But where to start looking? Like Heerlen, there is no tourist information office in Monchengladbach. Both are large, modern cities that Dad and his buddies would never recognize today. But a clue from my Welsh cousin, Andy Philpin, set us looking for a British Army base on the outskirts of the city, a place called JHQ Rheindahlen. (The British troops left this base this year, closing it down and turning it back to the German government.) We thought it might contain barracks dating back to the war years.

This part of Holland was the scene of much fighting in the fall of 1944, and the loss of thousands of Allied troops. The Netherlands American Cemetery in Margraten, six miles east of Maastricht, contains the graves of 8,300 American soldiers who died in the Netherlands during the war.

After much driving around (MG, as it is called here, covers a lot of territory) and questioning the nice guard at a largely deserted place called Ayrshire Barracks, we found JHQ Rheindahlen. Ed went to talk to the guard, an American ex-pat who was intrigued with our search and went in to get his German cohort to answer Ed’s questions. Ed showed them the picture Dad took of the building he lived in during the spring of 1945. The German man told him that it was probably part of the old base, where many Americans were housed during the war. It had been torn down years ago to make way for a huge soccer stadium and parking lots, now the home of the local team in the German Bundesliga, their top soccer league. So, the last spot where we could say, “Dad was here” is now a popular sports complex.

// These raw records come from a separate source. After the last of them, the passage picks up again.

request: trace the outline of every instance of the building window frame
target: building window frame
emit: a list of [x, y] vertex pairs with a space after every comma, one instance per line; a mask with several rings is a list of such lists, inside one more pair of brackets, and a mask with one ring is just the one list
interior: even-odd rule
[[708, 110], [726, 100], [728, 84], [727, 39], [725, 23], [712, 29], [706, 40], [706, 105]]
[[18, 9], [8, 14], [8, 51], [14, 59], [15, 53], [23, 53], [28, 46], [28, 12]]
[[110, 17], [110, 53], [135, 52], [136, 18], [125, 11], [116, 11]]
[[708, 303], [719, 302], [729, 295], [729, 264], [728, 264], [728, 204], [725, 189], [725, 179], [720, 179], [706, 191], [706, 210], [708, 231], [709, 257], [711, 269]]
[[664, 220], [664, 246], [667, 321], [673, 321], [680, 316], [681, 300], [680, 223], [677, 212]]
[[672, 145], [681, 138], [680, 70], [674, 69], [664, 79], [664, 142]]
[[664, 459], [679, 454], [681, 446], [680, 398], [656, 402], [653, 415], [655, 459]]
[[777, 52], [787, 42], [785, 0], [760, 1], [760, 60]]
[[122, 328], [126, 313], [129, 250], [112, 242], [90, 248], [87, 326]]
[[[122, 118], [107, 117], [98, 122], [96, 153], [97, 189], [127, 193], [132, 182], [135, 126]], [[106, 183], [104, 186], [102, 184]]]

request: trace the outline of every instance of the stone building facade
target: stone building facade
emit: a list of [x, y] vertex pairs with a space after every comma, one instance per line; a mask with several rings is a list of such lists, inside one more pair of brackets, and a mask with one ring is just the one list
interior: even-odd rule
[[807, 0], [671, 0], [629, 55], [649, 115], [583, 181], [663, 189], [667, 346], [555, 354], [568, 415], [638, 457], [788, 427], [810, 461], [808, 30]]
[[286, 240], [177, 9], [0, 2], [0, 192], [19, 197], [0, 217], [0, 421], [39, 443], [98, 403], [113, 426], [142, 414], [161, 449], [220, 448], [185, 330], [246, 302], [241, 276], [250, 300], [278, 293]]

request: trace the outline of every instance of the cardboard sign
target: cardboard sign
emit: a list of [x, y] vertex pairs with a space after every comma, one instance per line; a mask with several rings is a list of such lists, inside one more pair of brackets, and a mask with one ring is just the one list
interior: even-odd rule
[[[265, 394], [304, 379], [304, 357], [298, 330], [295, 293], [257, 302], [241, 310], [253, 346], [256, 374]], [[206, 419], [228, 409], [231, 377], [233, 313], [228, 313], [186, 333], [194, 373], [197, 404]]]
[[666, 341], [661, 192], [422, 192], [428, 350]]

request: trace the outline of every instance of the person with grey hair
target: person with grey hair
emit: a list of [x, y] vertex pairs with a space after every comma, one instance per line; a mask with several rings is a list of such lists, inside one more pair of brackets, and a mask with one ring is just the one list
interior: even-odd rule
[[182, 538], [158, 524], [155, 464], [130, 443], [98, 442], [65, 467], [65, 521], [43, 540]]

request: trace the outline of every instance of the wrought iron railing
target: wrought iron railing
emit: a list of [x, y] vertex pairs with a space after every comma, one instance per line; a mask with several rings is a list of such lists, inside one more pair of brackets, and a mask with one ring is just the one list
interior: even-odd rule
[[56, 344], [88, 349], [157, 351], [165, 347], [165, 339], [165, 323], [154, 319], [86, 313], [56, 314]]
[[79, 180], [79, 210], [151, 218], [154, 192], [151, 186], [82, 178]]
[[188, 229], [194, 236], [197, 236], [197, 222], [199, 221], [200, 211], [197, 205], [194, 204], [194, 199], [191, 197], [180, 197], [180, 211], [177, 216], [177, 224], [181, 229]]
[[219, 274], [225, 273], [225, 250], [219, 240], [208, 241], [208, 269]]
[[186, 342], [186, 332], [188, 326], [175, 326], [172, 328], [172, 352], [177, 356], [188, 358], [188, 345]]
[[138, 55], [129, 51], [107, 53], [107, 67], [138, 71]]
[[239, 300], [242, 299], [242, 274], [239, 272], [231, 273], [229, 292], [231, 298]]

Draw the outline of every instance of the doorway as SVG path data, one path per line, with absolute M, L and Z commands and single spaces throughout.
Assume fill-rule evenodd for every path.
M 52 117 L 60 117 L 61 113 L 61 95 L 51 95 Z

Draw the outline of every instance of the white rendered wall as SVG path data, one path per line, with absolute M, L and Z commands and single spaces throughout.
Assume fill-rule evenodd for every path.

We did continue to nearby Sittard, where Dad had photographed a windmill, but there was not a single one left, just another very modern city. However, modern-day turbine windmills are seen everywhere here; western Europeans seem committed to wind power. (NOTE: We found it the next day, still there.)

 

We decided not to continue our journey to points north, to see the area of the Rhine River in Krefeld and Dinslaken (north of Dusseldorf) where Dad had taken pictures of blown bridges, because we knew what we would find: traffic-clogged cities with modern bridges. We are heading home, with hopes of learning more later.